SÄUGETIER-TRANSKRIPTOM-KOMPLEXITÄT CHARAKTERISIEREN Buchkatalog

In meiner Doktorarbeit beschrieb ich eine groß angelegte RT-PCR- und Klonierungspipeline, die ich entwickelt habe, um mehrere tausend cDNA-Klone von Säugetieren (hauptsächlich Menschen und Mäuse) in voller Länge für die NHGRI/NCI-Sammlung von Säugetiergenen zu erhalten. Zu diesem Zeitpunkt waren die Schichten der Säugetiertranskriptom-Komplexität noch nicht vollständig konzipiert. In diesem Projekt beschäftigte ich mich intensiv mit strategischen und konzeptuellen Fragen der Charakterisierung der Transkriptomkomplexität auf verschiedenen Ebenen. Mit Hilfe der RT-PCR-Pipeline in Kombination mit Genvorhersage-Algorithmen, die vergleichende genomische Informationen nutzen, gelang es uns, neue Säugetiergene wie Homologe menschlicher Krankheitsgene in voller Länge aus Ratten zu identifizieren und experimentell zu verifizieren.
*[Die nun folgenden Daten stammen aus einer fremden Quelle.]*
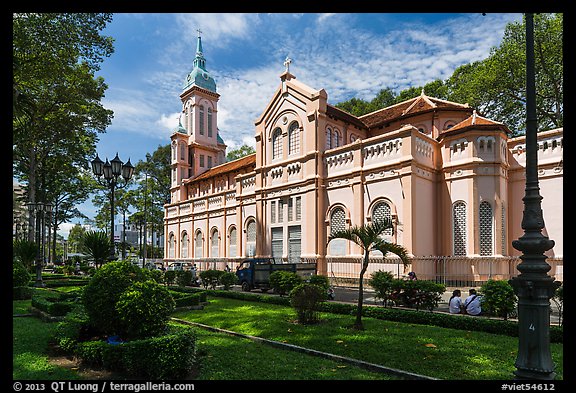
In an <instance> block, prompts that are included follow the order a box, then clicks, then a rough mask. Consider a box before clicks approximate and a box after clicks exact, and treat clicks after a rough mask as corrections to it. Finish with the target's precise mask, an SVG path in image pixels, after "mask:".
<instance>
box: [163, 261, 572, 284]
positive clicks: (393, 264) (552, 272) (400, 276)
mask: <svg viewBox="0 0 576 393" xmlns="http://www.w3.org/2000/svg"><path fill="white" fill-rule="evenodd" d="M245 259H246V258H198V259H196V258H192V259H186V260H183V259H170V260H169V259H165V260H164V264H165V266H169V264H170V263H171V262H175V261H177V262H190V263H193V264H196V268H197V270H198V271H203V270H208V269H217V270H224V269H225V268H226V265H228V266H229V267H230V268H231V269H232V270H233V271H234V270H235V268H236V265H237V264H239V263H240V262H241V261H243V260H245ZM282 262H284V263H286V262H289V261H288V259H286V258H284V260H282ZM300 262H310V263H315V262H317V261H316V258H301V260H300ZM521 262H522V260H521V259H520V258H519V257H453V256H430V257H413V258H410V263H409V264H408V265H406V266H404V264H403V263H402V261H401V260H400V258H397V257H392V258H383V257H375V258H371V259H370V263H369V264H368V269H367V270H366V273H365V274H364V282H365V283H367V282H368V280H369V279H370V276H371V274H372V273H374V272H376V271H387V272H390V273H392V275H393V276H394V277H395V278H406V277H407V276H408V272H411V271H413V272H415V273H416V275H417V277H418V279H419V280H432V281H435V282H438V283H442V284H445V285H446V287H478V286H481V285H483V284H484V283H485V282H486V281H488V280H489V279H494V280H509V279H511V278H513V277H516V276H517V275H518V274H520V272H519V271H518V269H517V266H518V264H519V263H521ZM546 262H547V263H548V264H549V265H550V270H549V271H548V275H550V276H551V277H554V278H555V279H556V281H560V282H563V281H564V271H563V268H564V259H563V258H562V257H554V258H547V259H546ZM318 269H319V270H320V269H321V267H320V266H318ZM361 269H362V258H361V257H327V258H326V273H327V275H328V278H329V279H330V281H331V283H332V285H335V286H356V285H358V280H359V277H360V270H361Z"/></svg>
Darüber hinaus untersuchte ich die Transkriptomkomplexität einschließlich SNPs und alternatives Spleißen in Leukämieproben mittels quantitativer PCR, und wir entwickelten eine Spurenanalyse-Technologie zur Identifizierung mehrerer alternativ gespleißter Transkripte in einer einzigen Sequenzierungsreaktion. Meine Ergebnisse legten nahe, dass alternativ gespleißte Transkripte eine krebstypspezifische Auf- oder Abwärtsregulation zeigen, und das Verhältnis der alternativ gespleißten Isoformen könnte dem Krebsmechanismus zugrunde liegen.